National anti-corruption units
The Draft Directive also requires that Member States implement preventive anti-corruption measures in their national legislation. Member States are to raise public awareness of the “harmfulness of corruption” and ensure transparency and accountability in public administration. Member States must also establish one or more bodies or organisational units tasked with the prevention of corruption (“anti-corruption units”), reminiscent of the French Anti-Corruption Agency (AFA) and the Federal Office for Economic Affairs and Export Control (BAFA) in its capacity as the authority responsible for monitoring compliance with the Act on Corporate Due Diligence Obligations in Supply Chains (LkSG). Member States must provide their anti-corruption units with an adequate number of qualified staff and financial resources necessary to ensure their independence. While the Directive does not define anti-corruption units’ specific tasks and competencies, their mere establishment will create a certain level of awareness of anti-corruption efforts.
Conclusion
Although changes to the Draft Directive are to be expected in the course of the legislative process, the draft already signals the Member States’ determination to get tougher on corruption.
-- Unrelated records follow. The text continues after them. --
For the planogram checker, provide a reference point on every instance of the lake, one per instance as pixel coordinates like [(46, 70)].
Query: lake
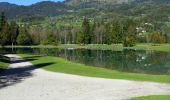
[(135, 61)]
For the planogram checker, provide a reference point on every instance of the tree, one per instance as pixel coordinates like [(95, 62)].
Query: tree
[(2, 20), (24, 37), (5, 34), (86, 37), (157, 37), (129, 33), (14, 32)]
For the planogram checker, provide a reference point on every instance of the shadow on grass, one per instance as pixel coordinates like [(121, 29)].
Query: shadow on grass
[(13, 76)]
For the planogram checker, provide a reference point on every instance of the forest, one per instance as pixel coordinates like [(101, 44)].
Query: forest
[(88, 25)]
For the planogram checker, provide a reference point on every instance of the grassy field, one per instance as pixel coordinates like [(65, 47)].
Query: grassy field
[(116, 47), (154, 97), (60, 65)]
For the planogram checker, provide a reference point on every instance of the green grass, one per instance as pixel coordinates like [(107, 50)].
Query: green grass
[(61, 65), (3, 65), (153, 97)]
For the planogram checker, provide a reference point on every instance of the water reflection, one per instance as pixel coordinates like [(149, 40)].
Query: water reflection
[(150, 62)]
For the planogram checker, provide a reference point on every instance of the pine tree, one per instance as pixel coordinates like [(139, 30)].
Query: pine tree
[(2, 20), (24, 37), (86, 37)]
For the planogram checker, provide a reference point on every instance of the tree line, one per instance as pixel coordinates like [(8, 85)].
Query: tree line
[(13, 34), (119, 30)]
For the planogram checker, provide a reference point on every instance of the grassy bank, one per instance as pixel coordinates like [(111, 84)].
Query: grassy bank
[(154, 97), (60, 65), (116, 47)]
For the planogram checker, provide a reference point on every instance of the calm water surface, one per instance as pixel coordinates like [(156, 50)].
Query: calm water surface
[(150, 62)]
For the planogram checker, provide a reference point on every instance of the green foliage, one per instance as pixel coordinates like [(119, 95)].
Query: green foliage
[(50, 40), (85, 35), (14, 32), (157, 38), (63, 66), (5, 34), (24, 38)]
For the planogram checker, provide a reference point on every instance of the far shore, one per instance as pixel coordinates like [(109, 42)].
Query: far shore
[(115, 47)]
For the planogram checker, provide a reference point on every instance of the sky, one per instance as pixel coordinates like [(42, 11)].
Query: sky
[(26, 2)]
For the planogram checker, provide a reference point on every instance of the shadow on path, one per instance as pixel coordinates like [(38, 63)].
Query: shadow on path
[(16, 75)]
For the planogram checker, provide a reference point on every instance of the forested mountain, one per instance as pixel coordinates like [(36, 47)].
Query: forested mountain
[(90, 21), (48, 8)]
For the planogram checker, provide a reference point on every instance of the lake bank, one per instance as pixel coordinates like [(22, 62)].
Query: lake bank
[(4, 62), (64, 66), (115, 47), (36, 84), (153, 97)]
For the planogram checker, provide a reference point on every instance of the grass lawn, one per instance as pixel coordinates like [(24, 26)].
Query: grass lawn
[(154, 97), (61, 65)]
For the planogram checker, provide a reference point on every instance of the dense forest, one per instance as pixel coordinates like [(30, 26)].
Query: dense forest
[(86, 22)]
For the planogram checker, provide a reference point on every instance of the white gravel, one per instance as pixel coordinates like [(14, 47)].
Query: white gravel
[(38, 84)]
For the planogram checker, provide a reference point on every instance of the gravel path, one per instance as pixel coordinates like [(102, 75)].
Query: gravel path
[(24, 82)]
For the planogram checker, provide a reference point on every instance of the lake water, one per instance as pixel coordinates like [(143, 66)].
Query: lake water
[(149, 62)]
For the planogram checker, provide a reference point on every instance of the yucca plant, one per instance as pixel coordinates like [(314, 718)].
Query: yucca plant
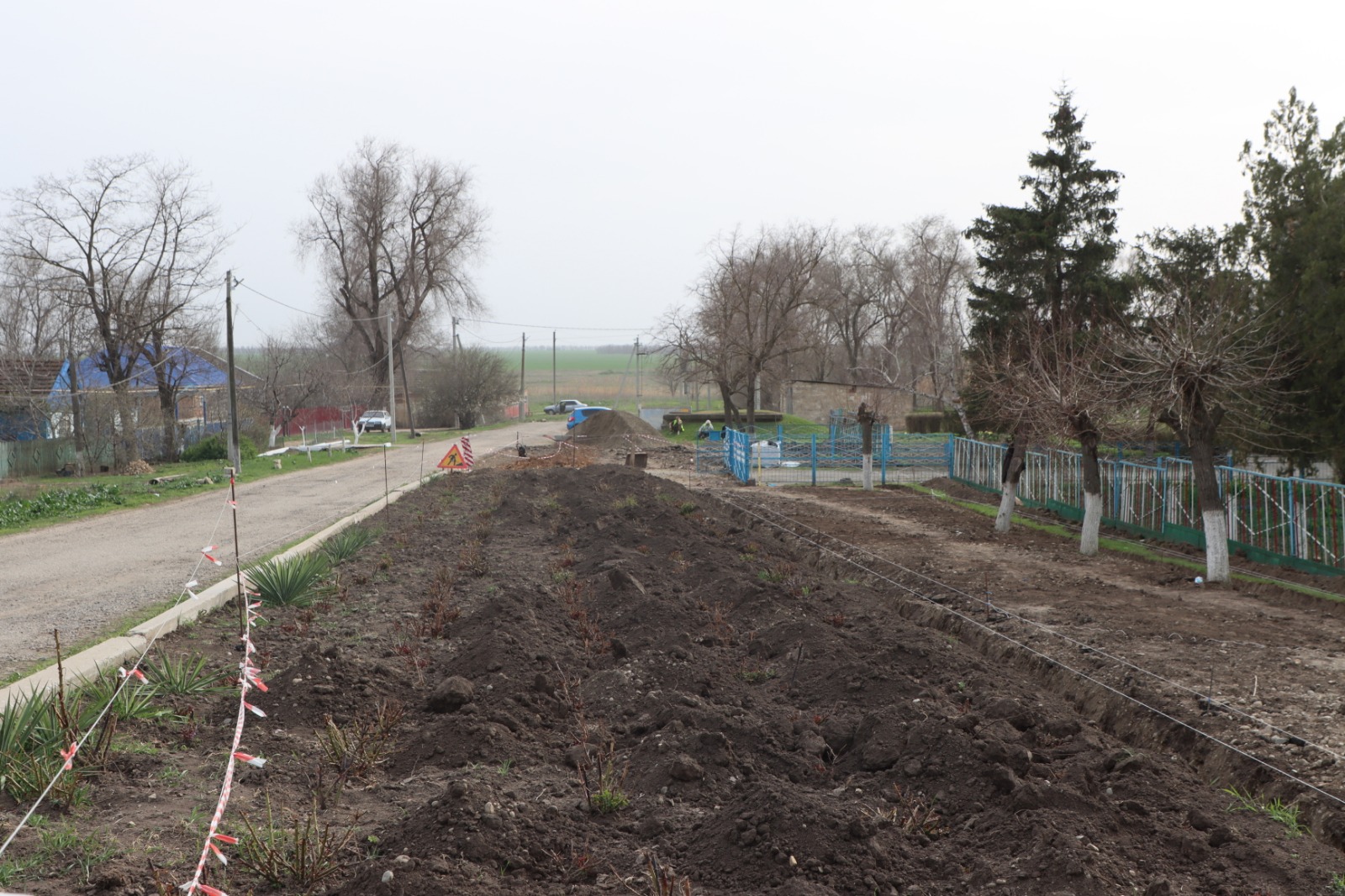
[(30, 737), (288, 582), (349, 542), (134, 701), (183, 676)]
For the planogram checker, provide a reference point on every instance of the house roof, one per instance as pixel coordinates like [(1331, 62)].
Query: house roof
[(185, 367), (26, 378)]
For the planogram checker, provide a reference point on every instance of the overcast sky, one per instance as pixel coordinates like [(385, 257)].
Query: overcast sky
[(611, 143)]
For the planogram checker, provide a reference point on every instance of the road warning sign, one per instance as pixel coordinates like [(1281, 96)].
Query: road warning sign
[(455, 461)]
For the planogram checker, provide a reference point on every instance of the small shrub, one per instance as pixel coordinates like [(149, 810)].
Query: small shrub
[(217, 448), (356, 748), (349, 542), (62, 502), (183, 676), (296, 857), (288, 582)]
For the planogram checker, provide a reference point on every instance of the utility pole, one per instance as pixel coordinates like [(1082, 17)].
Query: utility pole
[(233, 378), (392, 383)]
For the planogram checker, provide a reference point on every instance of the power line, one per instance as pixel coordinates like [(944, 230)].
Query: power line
[(311, 314), (501, 323)]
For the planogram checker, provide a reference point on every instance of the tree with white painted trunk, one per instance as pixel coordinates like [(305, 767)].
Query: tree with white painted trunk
[(1046, 273), (1207, 356), (1059, 387)]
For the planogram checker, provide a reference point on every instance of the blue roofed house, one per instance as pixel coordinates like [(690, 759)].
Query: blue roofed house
[(24, 414), (177, 401)]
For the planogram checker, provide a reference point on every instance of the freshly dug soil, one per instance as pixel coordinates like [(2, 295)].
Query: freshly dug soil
[(605, 676), (616, 430)]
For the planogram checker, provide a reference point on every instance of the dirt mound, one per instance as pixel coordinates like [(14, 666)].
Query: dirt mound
[(562, 455), (618, 430), (600, 669)]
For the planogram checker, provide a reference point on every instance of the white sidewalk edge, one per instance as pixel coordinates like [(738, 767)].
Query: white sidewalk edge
[(114, 651)]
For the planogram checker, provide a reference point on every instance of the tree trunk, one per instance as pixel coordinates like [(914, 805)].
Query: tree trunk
[(751, 409), (1009, 477), (127, 444), (407, 392), (865, 419), (731, 410), (168, 409), (1212, 513), (1093, 494)]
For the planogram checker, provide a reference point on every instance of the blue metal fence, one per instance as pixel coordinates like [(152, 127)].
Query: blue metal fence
[(810, 458), (1275, 519)]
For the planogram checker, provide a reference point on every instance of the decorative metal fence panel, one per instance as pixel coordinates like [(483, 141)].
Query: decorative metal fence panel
[(35, 456), (1277, 519), (807, 458)]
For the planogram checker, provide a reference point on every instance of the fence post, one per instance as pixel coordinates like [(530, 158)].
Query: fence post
[(884, 445), (1163, 494), (1293, 521)]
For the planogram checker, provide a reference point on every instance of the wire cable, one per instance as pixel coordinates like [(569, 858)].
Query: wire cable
[(501, 323), (1022, 646)]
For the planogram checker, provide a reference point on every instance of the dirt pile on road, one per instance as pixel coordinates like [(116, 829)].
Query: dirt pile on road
[(618, 430), (600, 673)]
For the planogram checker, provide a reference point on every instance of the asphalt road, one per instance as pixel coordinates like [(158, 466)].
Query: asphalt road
[(85, 577)]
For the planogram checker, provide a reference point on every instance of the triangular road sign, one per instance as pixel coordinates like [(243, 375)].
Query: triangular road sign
[(454, 459)]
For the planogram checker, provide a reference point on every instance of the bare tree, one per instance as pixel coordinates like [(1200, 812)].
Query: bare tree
[(1058, 387), (293, 377), (468, 382), (1207, 356), (750, 299), (393, 235), (129, 244), (919, 345), (858, 293)]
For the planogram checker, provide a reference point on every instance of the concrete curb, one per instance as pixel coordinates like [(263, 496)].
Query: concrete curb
[(87, 663)]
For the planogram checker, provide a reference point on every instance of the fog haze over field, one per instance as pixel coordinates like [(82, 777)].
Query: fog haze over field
[(611, 143)]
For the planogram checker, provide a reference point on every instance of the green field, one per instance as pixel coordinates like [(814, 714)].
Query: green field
[(593, 377)]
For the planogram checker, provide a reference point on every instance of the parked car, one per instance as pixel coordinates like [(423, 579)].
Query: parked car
[(380, 420), (562, 407), (582, 414)]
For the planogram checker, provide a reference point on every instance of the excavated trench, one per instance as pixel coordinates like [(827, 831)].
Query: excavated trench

Under the current draft, companies could face fines of up to five percent of their worldwide turnover – which would result in significantly more severe penalties than current German law affords. At the same time, the European legislator is creating legal certainty by providing an explicit legal basis for considering preventive measures and cooperative behaviour as mitigating factors. In particular, the bar for what counts as cooperation on establishing the facts for purposes of mitigating a sentence appears to be much lower than in the draft of the German Corporate Sanctions Act. It remains to be seen whether the German legislator will limit itself to reforming section 30 OWiG or make a new attempt at passing a corporate sanctions act. In any case, corporate decision makers should familiarise themselves with the regulations early on and critically review their compliance measures to ensure they are appropriate – and implement new measures where required.